As our attention spans become shorter (we now officially have shorter attention spans than goldfish), media and marketing companies find that they need to cram more sex, more violence and more controversy into their products to hold our attention. 

On the other hand, there’s “whole” media that requires more effort on our part to process. It forces us to pay close attention to things like context, themes, references and meta-narratives.

Then there’s our gold standard, the Bible.

The books of Kings, Chronicles, Song of Songs and many of the prophetic books contain enough sex and violence to rival that of Game of Thrones

Just a note here: I’ve read the books, but didn’t watch the series because I know that I am vulnerable to gratuitous nudity (even so, I still found a lot of the sex and nudity in the book unnecessary!).

But back to the Bible: There is nothing more controversial or scandalous in all of history than the Cross (1 Corinthians 1:18). 

Yet, even from a non-Christian perspective, the Bible can hardly be called “junk food” because the sex, violence and controversy isn’t served up in a way that’s gratuitous. They are all there to serve the overarching narrative.

A narrative that is both so simple that a child could understand, and yet so profound that one lifetime isn’t enough to unpack everything it has to say.

It is a story that is both beautiful and true. 


Perhaps it’s time to move away from a position on media consumption that is focused on what we can or cannot consume (with the exception of things like drugs and pornography) towards a more holistic model.

St. Augustine famously called this seeking of the good and the beautiful in places other than the Bible “plundering the Egyptians”.

Just as God commissioned and redeemed the gold and silver that the Israelites plundered from Egypt to build the Tabernacle (Exodus 3:21-22, 12:35-36, 35:4-28), so too can we find nuggets of beauty and and truth in secular media and redeem it for God.

He didn’t have to, but God created us to be drawn to beauty. He made the Garden of Eden beautiful (Genesis 2:9). The beauty of a woman is to be celebrated (Song of Songs, basically). He made music beautiful (The Psalms, too, basically). He made the Universe beautiful (Psalm 19:1).

Since God is the source of all beauty and truth, all things that are beautiful and true can draw us closer to Him.
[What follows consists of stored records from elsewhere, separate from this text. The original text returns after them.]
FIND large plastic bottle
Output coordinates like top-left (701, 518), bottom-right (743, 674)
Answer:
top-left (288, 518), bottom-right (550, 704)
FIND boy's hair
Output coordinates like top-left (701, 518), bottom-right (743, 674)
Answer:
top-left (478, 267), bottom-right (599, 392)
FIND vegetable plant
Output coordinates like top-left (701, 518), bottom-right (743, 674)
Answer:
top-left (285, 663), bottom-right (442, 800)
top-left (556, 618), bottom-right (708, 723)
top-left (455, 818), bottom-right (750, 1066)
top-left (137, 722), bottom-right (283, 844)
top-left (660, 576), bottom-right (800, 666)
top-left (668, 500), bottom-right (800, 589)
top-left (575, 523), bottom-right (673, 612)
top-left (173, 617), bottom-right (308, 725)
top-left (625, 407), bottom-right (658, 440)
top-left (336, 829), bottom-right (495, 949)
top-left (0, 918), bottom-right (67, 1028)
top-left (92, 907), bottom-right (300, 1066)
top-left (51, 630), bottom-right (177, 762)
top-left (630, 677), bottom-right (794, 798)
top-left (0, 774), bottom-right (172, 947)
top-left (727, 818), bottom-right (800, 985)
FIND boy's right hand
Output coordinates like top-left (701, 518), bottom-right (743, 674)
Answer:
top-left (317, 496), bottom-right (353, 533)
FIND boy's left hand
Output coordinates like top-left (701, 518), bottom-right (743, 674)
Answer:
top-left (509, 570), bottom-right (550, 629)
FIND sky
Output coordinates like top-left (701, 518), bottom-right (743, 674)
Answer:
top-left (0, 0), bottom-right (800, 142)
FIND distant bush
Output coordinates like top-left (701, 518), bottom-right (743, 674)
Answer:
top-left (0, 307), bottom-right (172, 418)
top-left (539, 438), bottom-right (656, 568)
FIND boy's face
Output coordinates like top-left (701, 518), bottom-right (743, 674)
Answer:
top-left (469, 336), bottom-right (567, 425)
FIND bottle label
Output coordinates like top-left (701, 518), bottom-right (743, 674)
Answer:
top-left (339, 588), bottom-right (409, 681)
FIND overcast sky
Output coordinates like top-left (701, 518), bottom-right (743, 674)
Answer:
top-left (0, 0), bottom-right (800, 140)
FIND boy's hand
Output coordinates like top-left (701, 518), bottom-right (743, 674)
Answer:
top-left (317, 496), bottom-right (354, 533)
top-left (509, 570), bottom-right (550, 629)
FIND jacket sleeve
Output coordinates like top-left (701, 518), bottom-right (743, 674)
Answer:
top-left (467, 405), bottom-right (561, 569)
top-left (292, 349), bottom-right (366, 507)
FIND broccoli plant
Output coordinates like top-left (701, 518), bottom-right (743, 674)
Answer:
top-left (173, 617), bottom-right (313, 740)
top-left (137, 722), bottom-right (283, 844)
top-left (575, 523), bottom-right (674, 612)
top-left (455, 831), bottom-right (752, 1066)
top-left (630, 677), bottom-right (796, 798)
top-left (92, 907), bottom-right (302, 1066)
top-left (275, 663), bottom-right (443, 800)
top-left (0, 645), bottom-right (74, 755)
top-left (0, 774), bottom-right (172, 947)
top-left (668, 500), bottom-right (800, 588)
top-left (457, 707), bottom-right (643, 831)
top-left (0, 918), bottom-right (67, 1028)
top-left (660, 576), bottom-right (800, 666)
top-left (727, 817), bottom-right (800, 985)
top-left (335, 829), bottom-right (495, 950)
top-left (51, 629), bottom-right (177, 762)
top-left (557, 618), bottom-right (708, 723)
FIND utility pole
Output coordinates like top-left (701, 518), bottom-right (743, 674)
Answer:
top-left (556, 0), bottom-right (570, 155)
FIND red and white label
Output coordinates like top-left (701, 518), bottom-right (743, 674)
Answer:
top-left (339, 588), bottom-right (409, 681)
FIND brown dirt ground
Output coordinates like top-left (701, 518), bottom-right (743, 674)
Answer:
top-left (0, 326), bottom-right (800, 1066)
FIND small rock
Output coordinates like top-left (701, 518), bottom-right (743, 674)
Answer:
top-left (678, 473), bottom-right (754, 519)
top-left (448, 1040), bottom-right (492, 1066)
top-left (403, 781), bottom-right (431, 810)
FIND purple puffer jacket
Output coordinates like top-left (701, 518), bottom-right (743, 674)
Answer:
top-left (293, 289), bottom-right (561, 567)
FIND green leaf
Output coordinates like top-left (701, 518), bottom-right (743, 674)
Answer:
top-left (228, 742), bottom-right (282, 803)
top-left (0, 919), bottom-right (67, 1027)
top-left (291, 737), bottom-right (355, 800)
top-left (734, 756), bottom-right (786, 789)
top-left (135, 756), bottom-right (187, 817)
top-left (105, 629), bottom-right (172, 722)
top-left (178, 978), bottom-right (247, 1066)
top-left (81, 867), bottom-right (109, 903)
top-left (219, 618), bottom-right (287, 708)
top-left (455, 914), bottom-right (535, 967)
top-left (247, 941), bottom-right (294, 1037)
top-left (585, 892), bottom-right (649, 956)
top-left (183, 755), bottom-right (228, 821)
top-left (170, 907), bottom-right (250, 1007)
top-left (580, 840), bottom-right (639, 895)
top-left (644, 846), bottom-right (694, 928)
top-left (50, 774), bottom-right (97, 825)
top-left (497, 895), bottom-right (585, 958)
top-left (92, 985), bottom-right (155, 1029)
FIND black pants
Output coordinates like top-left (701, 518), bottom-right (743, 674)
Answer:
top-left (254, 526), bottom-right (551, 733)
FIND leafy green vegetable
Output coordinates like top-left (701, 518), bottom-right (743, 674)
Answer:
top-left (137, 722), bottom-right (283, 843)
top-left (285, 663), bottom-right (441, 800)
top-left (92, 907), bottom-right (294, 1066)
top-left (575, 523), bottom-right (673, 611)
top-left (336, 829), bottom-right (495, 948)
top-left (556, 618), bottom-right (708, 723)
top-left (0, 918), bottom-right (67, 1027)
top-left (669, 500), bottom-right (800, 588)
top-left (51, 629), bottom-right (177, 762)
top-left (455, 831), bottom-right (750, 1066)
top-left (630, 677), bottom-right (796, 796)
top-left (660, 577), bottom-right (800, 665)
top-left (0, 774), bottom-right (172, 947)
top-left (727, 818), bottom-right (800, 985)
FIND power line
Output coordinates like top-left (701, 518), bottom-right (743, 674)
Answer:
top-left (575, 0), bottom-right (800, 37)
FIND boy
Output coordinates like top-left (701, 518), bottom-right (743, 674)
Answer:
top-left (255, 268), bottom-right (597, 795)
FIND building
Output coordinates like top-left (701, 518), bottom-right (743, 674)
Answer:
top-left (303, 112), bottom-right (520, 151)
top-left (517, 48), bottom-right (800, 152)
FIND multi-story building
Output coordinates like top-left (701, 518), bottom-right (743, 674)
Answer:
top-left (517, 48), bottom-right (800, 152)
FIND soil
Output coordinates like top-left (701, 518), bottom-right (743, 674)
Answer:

Conversely, sin pulls us away from God by impairing our ability to appreciate what is truly beautiful and true in the world. 

Therefore, as Christians who are filled with the Holy Spirit, and whose eyes are supposed to be healthy (Matthew 6:22), shouldn’t we be the best at discerning what’s good in movies, music, books, video games and all other forms of art?

If we can learn how to purposefully engage with what we consume and discern what’s beautiful and true within, then maybe we can then help others catch a glimpse of God Himself too.

  1. What are you reading/playing/watching at the moment?
  2. What’s good about it? And what’s not so good?
  3. Based on the article, what is one practical thing you can do to foster better media consumption habits?